Greg trained for 6 to 7 days a week and he liked to keep his workouts short (around 45 minutes) but intense. Greg did cardio 3 times a week, usually after his regular training. He liked to burn calories on the treadmill and bike for 30 to 35 minutes.
Greg focused more on basic movements such as inclined presses, flat barbell presses, and dumbbell flys in the off-season. As the championships got closer, he shifted his focus towards more complex movements like cable crossovers from different angles.
Bodybuilders are known to look good on stage, but that doesn’t mean they’re the strongest guys out there.
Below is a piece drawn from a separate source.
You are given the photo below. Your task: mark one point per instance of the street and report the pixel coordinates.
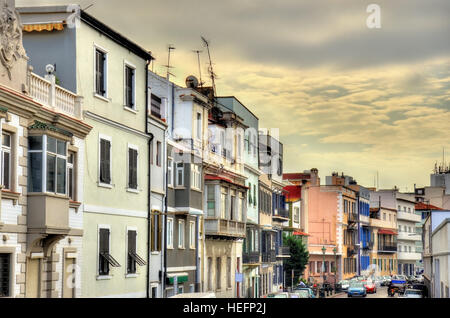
(381, 293)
Greg Kovacs was the exception. He not only looked like a bodybuilder, but also had the strength of a powerlifter. In his prime, Greg could easily bench press 700 lbs.
But it didn’t stop there. Greg could also shoulder press 500 lbs and incline bench press 600 lbs for reps. Those are some truly impressive strength numbers and I bet he could have given top powerlifters like Mark Felix a run for his money.
Kovacs’s main focus was to develop his physique, lose fat, and gain muscle mass. But we’re sure he could have excelled in other sports as a top level athlete. He will always be remembered as one of the greatest bodybuilders of all time.